Sanık Cengiz Özel’in evinin güvenli kabul edildiği belirtilen gerekçeli kararda, terörist Şafak Yayla’nın bu evde kaldığı, örgüt içerisinde Savcı Kiraz’ın şehit edilmesinin öncesinde evin güvenli olması ve olay öncesinde kullanılacağı gerekçesiyle gidilmemesi yönünde talimat verildiği belirtildi.

Gerekçeli kararda, sanık Deniz Özel’e yönelik ağabeyi Cengiz Özel’in tanıdığı ve kendisinin de fotoğraflardan teşhis ettiği örgüt mensubu kişilerin kıyafet- yemek gibi ihtiyaçlarını giderdiklerine ilişkin beyanları olduğu belirtildi.

Kısa karar

Mahkeme heyetince 11 Temmuz’da verilen kararda, tutuklu sanıklar Mustafa Koçak ve Murat Canım, “anayasal düzeni ortadan kaldırmaya teşebbüs etme” suçundan ağırlaştırılmış müebbet hapis cezasına çarptırılırken, bu sanıklar ayrıca, savcı Kiraz’ın şehit edilmesiyle ilgili, “kasten öldürmeye yardım” suçundan 27 yıl, “kamu görevlisini silahla hürriyetinden yoksun kılma” suçundan 12 yıl ve “ateşli silahlar kanununa muhalefet” suçundan 3 yıl (2 bin 700 lira da adli para cezası) olmak üzere toplam 42’şer yıl hapis cezasına mahkum edilmişti.

Mahkeme heyeti, “silahlı terör örgütüne bilerek ve isteyerek yardım etme” suçundan tutuklu sanıklardan Cengiz Özel’e 11 yıl 3 ay ve Mithat Öztürk’e de 10 yıl hapis cezası verirken, bu sanıkların tutukluluk halinin devamın kararlaştırmıştı.

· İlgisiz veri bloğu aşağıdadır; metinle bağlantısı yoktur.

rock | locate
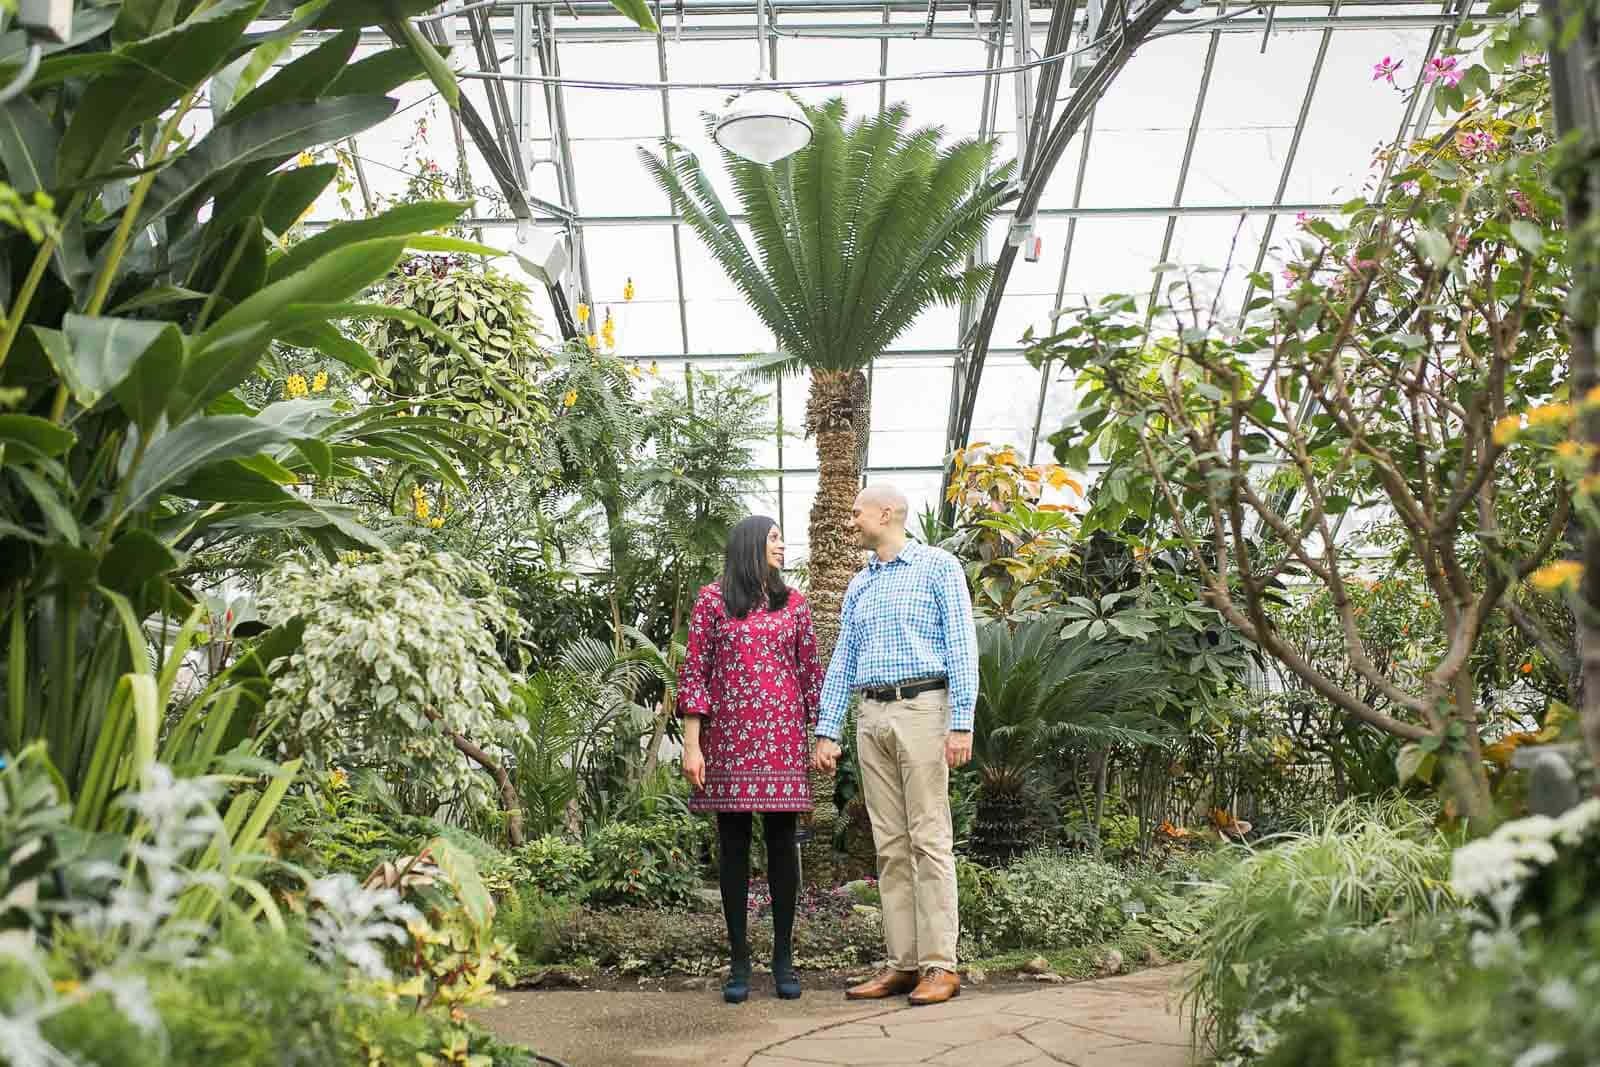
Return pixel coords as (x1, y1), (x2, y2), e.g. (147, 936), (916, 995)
(526, 967), (587, 989)
(1022, 955), (1052, 975)
(964, 966), (987, 986)
(1143, 945), (1167, 967)
(1097, 948), (1125, 977)
(1031, 971), (1066, 984)
(851, 904), (881, 922)
(673, 975), (718, 992)
(691, 887), (723, 913)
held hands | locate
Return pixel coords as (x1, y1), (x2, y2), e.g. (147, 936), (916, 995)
(682, 745), (706, 790)
(945, 731), (972, 769)
(812, 737), (842, 773)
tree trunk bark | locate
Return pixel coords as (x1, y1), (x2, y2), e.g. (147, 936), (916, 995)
(424, 707), (525, 847)
(801, 367), (870, 885)
(1546, 0), (1600, 790)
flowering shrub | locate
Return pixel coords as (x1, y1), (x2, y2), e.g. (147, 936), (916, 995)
(584, 816), (710, 908)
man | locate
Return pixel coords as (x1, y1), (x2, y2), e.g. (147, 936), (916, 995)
(813, 484), (978, 1006)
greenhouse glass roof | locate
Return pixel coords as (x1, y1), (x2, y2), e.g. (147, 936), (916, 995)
(274, 0), (1493, 554)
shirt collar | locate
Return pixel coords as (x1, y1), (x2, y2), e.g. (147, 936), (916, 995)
(868, 540), (922, 571)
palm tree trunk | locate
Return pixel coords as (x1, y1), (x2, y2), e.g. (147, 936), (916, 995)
(801, 367), (869, 885)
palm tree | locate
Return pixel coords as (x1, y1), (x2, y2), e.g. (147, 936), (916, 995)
(641, 99), (1012, 880)
(972, 617), (1176, 861)
(640, 99), (1013, 660)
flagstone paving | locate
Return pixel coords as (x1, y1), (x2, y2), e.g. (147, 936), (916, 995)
(477, 965), (1195, 1067)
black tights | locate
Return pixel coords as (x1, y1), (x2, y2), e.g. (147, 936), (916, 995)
(717, 812), (799, 966)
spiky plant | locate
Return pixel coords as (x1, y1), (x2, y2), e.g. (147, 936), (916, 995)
(641, 100), (1013, 877)
(972, 617), (1176, 862)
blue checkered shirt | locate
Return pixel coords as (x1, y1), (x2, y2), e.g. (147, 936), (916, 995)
(816, 541), (979, 740)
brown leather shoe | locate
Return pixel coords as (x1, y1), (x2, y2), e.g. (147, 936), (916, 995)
(844, 967), (921, 999)
(908, 967), (961, 1006)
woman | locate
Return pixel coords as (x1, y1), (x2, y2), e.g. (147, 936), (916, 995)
(677, 516), (823, 1003)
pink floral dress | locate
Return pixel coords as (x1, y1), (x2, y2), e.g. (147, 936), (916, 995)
(677, 583), (823, 812)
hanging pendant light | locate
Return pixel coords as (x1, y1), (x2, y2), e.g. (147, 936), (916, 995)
(712, 0), (811, 165)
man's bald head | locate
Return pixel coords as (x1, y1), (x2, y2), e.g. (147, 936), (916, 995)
(849, 484), (910, 554)
(856, 484), (909, 524)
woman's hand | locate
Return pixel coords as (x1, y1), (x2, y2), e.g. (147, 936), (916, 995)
(682, 744), (706, 790)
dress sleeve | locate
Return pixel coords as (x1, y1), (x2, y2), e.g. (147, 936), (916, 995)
(793, 597), (823, 728)
(676, 588), (718, 718)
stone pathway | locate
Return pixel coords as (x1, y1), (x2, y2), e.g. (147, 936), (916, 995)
(477, 966), (1195, 1067)
(747, 967), (1193, 1067)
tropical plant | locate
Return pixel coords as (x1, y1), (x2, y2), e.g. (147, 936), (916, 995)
(1032, 54), (1569, 821)
(258, 545), (528, 843)
(0, 3), (501, 812)
(971, 617), (1175, 860)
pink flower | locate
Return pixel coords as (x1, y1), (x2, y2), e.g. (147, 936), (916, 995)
(1281, 267), (1299, 285)
(1372, 56), (1403, 84)
(1296, 211), (1319, 228)
(1424, 56), (1462, 87)
(1510, 190), (1534, 218)
(1457, 130), (1497, 157)
(1347, 255), (1378, 273)
(1455, 233), (1470, 252)
(1401, 180), (1421, 196)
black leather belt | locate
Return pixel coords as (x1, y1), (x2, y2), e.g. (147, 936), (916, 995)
(860, 678), (947, 702)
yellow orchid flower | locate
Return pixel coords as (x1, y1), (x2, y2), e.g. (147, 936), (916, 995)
(576, 302), (590, 325)
(624, 277), (635, 301)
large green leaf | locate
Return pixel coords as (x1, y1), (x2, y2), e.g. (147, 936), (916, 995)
(0, 416), (75, 463)
(260, 163), (339, 233)
(123, 415), (300, 516)
(11, 467), (79, 547)
(385, 16), (458, 110)
(607, 0), (660, 32)
(267, 201), (466, 282)
(0, 96), (56, 195)
(280, 320), (382, 377)
(326, 46), (430, 98)
(100, 531), (181, 596)
(141, 96), (396, 228)
(111, 324), (184, 433)
(311, 0), (441, 27)
(173, 458), (295, 503)
(167, 323), (273, 422)
(199, 236), (411, 351)
(48, 315), (174, 408)
(224, 29), (360, 127)
(56, 0), (268, 184)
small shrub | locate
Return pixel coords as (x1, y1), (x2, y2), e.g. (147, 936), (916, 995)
(518, 835), (593, 898)
(554, 905), (883, 975)
(586, 815), (710, 908)
(495, 886), (580, 966)
(965, 850), (1134, 951)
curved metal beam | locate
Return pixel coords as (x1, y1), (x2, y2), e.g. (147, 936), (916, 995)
(942, 0), (1186, 519)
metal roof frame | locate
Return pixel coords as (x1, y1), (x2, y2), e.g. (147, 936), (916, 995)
(286, 0), (1506, 534)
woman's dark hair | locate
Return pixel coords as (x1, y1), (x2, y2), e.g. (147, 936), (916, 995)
(721, 516), (790, 618)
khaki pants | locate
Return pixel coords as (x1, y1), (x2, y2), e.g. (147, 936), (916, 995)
(856, 689), (958, 972)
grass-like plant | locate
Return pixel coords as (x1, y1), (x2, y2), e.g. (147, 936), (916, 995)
(1181, 796), (1455, 1053)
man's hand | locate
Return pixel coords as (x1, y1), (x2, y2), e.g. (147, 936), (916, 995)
(682, 745), (706, 789)
(945, 731), (972, 768)
(812, 737), (842, 773)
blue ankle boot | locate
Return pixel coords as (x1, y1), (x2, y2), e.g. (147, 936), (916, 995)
(773, 948), (801, 1000)
(723, 958), (752, 1004)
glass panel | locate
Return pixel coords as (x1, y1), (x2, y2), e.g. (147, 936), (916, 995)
(569, 139), (671, 215)
(868, 358), (954, 468)
(558, 44), (668, 139)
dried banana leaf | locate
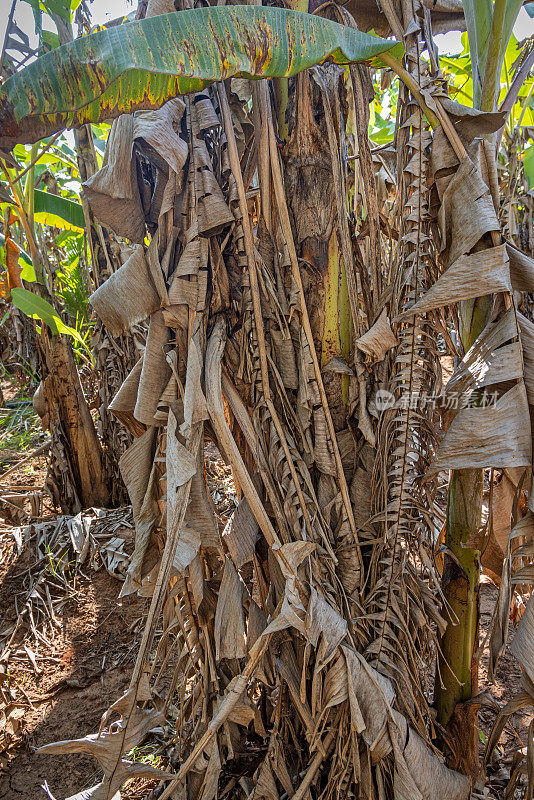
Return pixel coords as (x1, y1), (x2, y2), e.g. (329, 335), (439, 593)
(430, 383), (532, 472)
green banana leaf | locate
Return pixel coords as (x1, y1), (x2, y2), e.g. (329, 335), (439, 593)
(0, 7), (403, 146)
(10, 287), (63, 333)
(34, 189), (85, 231)
(10, 286), (88, 352)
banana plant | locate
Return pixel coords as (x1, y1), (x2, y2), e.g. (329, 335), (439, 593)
(434, 0), (527, 745)
(4, 3), (529, 798)
(462, 0), (524, 108)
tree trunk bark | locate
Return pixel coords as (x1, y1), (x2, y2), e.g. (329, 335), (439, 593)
(41, 334), (110, 511)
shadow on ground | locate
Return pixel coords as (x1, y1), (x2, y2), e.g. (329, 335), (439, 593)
(0, 528), (149, 799)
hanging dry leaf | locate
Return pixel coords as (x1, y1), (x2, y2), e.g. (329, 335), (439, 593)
(134, 311), (172, 427)
(305, 587), (347, 662)
(511, 592), (534, 689)
(398, 245), (511, 319)
(183, 442), (220, 551)
(214, 557), (247, 660)
(119, 426), (159, 596)
(134, 99), (188, 174)
(356, 308), (398, 362)
(180, 331), (209, 437)
(90, 246), (161, 336)
(108, 358), (145, 436)
(83, 114), (145, 243)
(430, 383), (532, 473)
(390, 709), (471, 800)
(444, 308), (519, 399)
(508, 242), (534, 292)
(518, 312), (534, 405)
(223, 496), (260, 568)
(437, 156), (499, 266)
(167, 406), (199, 574)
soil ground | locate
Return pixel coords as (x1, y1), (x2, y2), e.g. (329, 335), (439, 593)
(0, 551), (149, 799)
(0, 374), (154, 799)
(478, 581), (533, 796)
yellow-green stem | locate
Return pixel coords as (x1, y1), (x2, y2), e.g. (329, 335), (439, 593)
(26, 143), (37, 233)
(339, 245), (351, 404)
(479, 0), (507, 113)
(321, 234), (352, 404)
(435, 468), (482, 725)
(435, 0), (508, 738)
(2, 164), (47, 286)
(275, 0), (308, 143)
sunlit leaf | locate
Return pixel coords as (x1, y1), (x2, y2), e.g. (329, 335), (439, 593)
(10, 286), (90, 353)
(0, 7), (403, 146)
(19, 258), (36, 282)
(11, 286), (62, 333)
(34, 189), (84, 231)
(440, 55), (470, 75)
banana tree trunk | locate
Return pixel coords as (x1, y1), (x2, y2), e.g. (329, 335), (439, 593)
(434, 0), (517, 770)
(436, 467), (482, 769)
(40, 333), (110, 511)
(284, 70), (350, 426)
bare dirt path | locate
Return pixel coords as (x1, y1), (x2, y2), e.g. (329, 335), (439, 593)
(0, 526), (150, 799)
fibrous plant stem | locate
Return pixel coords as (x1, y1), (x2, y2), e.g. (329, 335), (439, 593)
(434, 0), (522, 768)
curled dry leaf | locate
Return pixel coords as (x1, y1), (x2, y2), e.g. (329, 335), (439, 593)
(133, 98), (188, 174)
(437, 156), (499, 266)
(90, 246), (160, 337)
(444, 307), (519, 399)
(430, 383), (532, 473)
(83, 115), (145, 243)
(511, 591), (534, 689)
(356, 307), (398, 362)
(214, 557), (247, 661)
(398, 245), (511, 319)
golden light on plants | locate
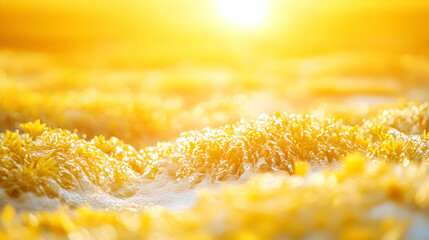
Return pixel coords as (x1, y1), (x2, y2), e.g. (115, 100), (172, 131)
(2, 1), (429, 239)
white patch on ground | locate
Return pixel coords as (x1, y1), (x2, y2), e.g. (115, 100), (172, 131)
(0, 173), (223, 212)
(370, 202), (429, 240)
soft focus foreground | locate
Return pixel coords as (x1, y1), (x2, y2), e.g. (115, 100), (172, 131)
(2, 0), (429, 239)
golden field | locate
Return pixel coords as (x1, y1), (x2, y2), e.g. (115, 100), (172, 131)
(2, 0), (429, 239)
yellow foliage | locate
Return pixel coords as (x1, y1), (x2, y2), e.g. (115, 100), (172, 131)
(2, 51), (429, 239)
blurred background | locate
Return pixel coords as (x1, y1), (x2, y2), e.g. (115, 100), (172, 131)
(1, 0), (429, 146)
(0, 0), (429, 62)
(2, 0), (429, 63)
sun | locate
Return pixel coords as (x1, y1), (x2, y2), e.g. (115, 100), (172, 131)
(216, 0), (268, 28)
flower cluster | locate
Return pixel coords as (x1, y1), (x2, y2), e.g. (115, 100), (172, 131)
(2, 154), (429, 239)
(1, 101), (429, 202)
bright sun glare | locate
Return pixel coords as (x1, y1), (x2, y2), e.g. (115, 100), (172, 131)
(217, 0), (268, 28)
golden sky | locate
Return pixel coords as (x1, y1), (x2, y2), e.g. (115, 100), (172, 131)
(1, 0), (429, 64)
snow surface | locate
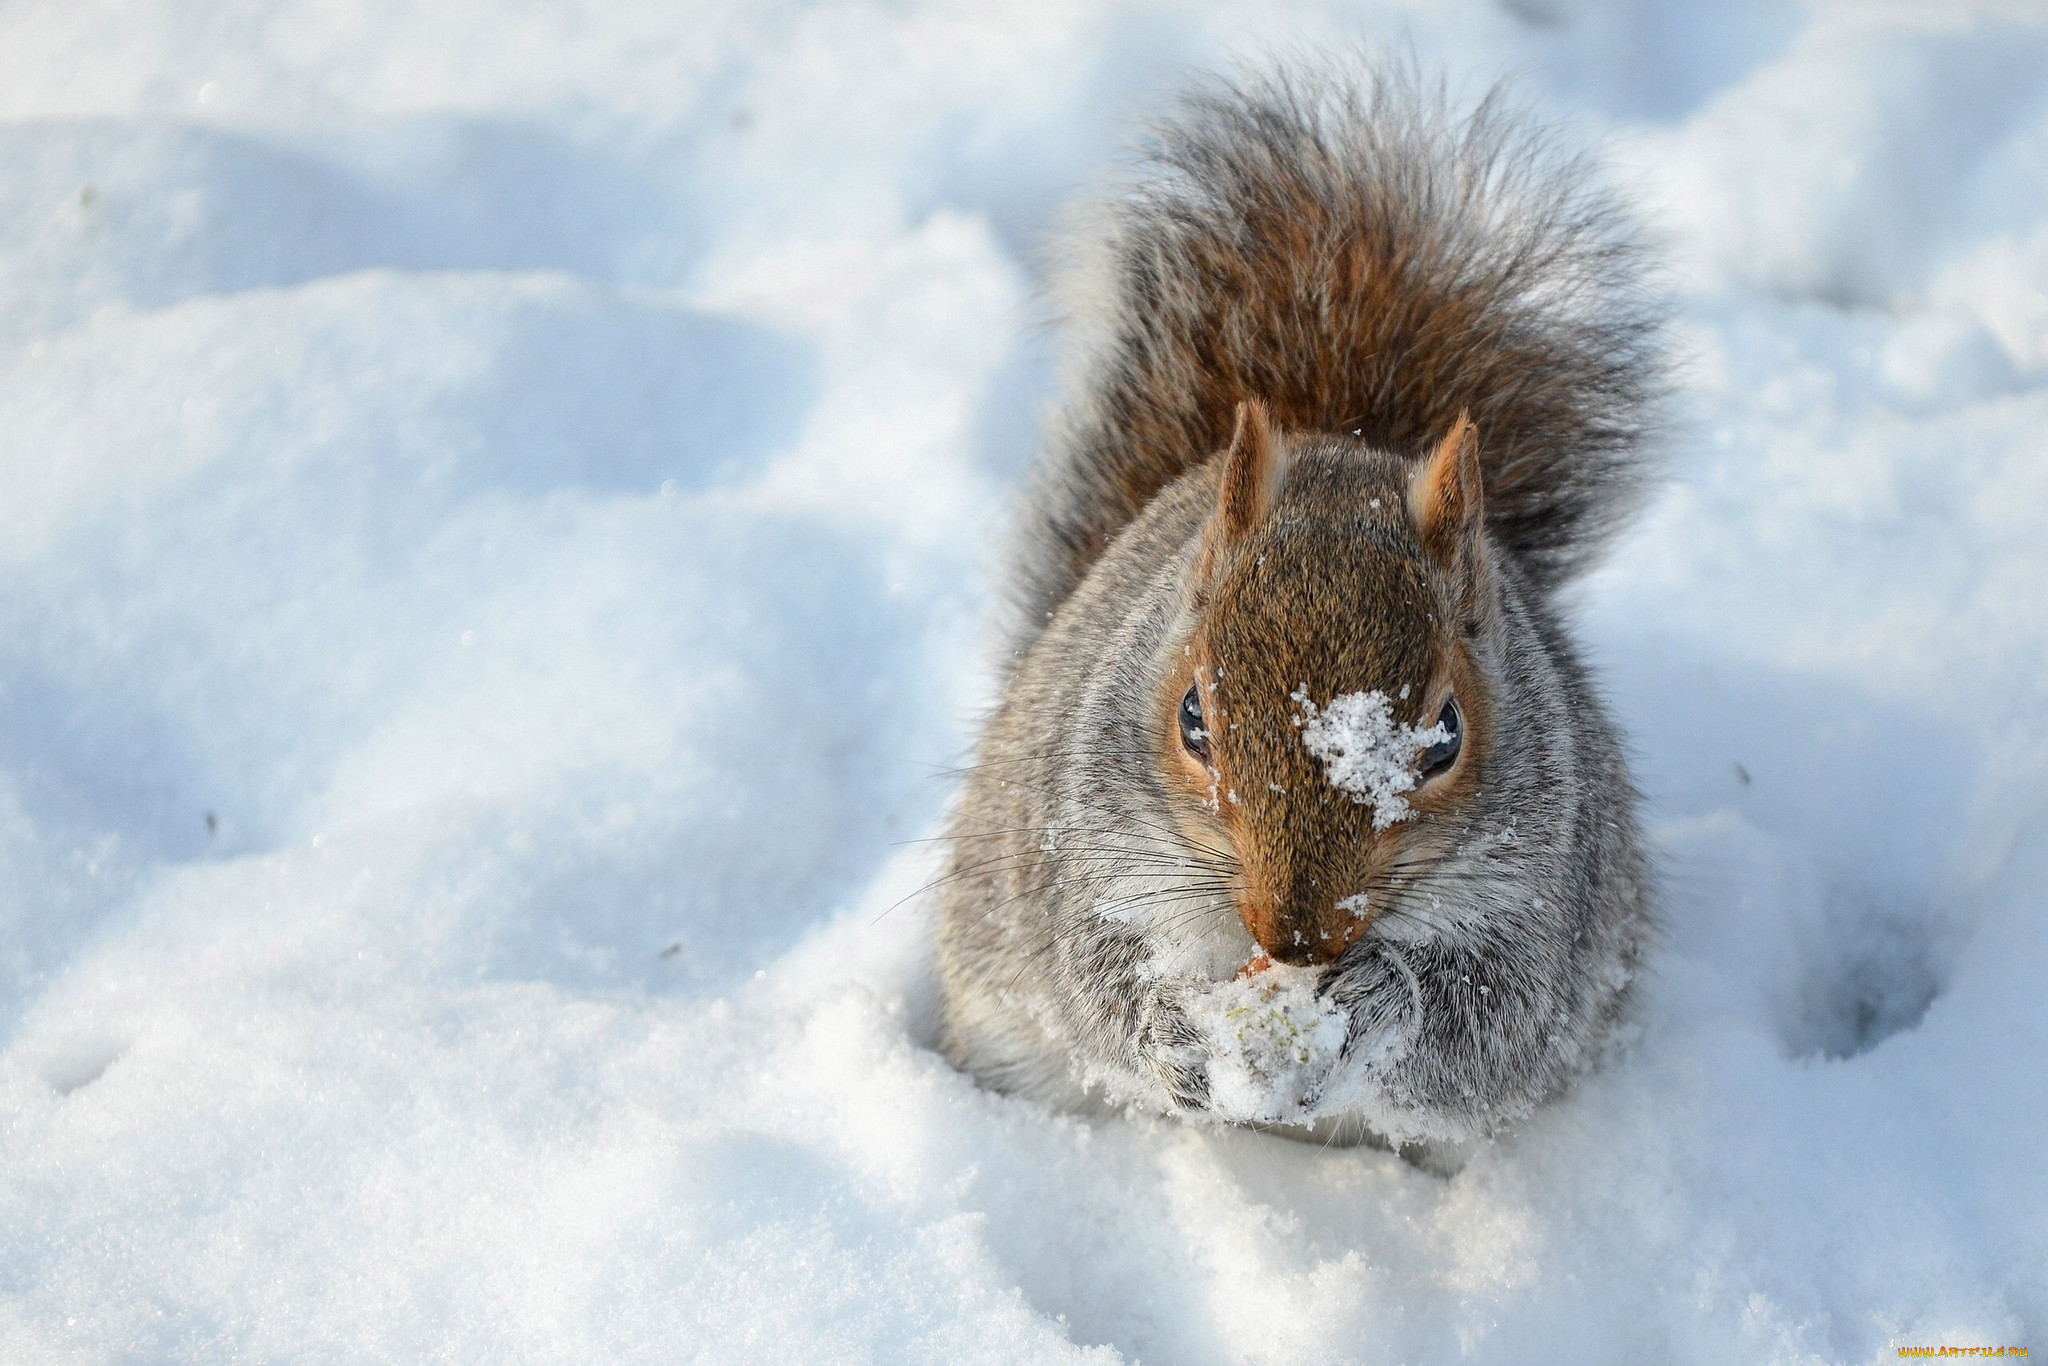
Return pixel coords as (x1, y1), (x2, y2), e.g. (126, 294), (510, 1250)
(1292, 686), (1447, 829)
(1, 1), (2045, 1362)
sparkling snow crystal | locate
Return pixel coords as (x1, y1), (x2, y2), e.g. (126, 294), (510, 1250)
(1291, 686), (1448, 829)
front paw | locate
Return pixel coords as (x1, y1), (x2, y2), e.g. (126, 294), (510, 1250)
(1313, 940), (1550, 1142)
(1303, 944), (1422, 1109)
(1137, 997), (1212, 1113)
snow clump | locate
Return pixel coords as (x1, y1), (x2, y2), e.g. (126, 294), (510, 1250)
(1291, 686), (1448, 829)
(1181, 964), (1349, 1124)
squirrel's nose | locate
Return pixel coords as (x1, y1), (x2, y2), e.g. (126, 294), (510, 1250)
(1236, 890), (1355, 967)
(1266, 927), (1336, 967)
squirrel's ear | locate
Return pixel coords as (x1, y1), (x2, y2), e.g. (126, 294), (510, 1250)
(1408, 413), (1488, 607)
(1197, 398), (1288, 579)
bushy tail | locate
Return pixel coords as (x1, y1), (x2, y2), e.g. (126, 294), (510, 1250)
(1015, 62), (1663, 634)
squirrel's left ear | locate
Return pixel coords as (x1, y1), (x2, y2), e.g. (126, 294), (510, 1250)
(1408, 413), (1489, 617)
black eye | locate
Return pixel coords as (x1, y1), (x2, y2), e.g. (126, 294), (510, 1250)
(1179, 683), (1211, 764)
(1419, 698), (1462, 779)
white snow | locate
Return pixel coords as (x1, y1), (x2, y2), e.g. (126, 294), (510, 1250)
(2, 2), (2045, 1363)
(1292, 685), (1448, 828)
(1182, 963), (1351, 1126)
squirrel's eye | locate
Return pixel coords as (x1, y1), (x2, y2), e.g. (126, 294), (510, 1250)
(1419, 698), (1462, 779)
(1178, 683), (1211, 764)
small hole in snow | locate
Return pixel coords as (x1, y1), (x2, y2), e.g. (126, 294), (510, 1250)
(1781, 889), (1947, 1060)
(36, 1037), (127, 1095)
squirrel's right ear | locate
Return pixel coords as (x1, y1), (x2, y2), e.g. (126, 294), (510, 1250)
(1408, 412), (1489, 613)
(1196, 398), (1288, 580)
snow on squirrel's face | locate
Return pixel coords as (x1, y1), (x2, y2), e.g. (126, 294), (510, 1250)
(1156, 410), (1490, 969)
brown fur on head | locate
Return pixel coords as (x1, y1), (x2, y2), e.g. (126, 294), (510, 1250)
(1159, 407), (1492, 966)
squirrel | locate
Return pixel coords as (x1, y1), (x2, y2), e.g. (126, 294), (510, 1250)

Tutuksuz sanık Deniz Özel’in, “silahlı terör örgütüne bilerek ve isteyerek yardım etme” suçundan 6 yıl hapsini kararlaştıran heyet, sanık hakkında daha önce verilen “ev hapsi” şeklindeki adli kontrol uygulamasını kaldırırken, yurt dışına çıkış yasağından oluşan adli kontrol tedbiri uygulanmasının devamına yönelik hüküm kurmuştu.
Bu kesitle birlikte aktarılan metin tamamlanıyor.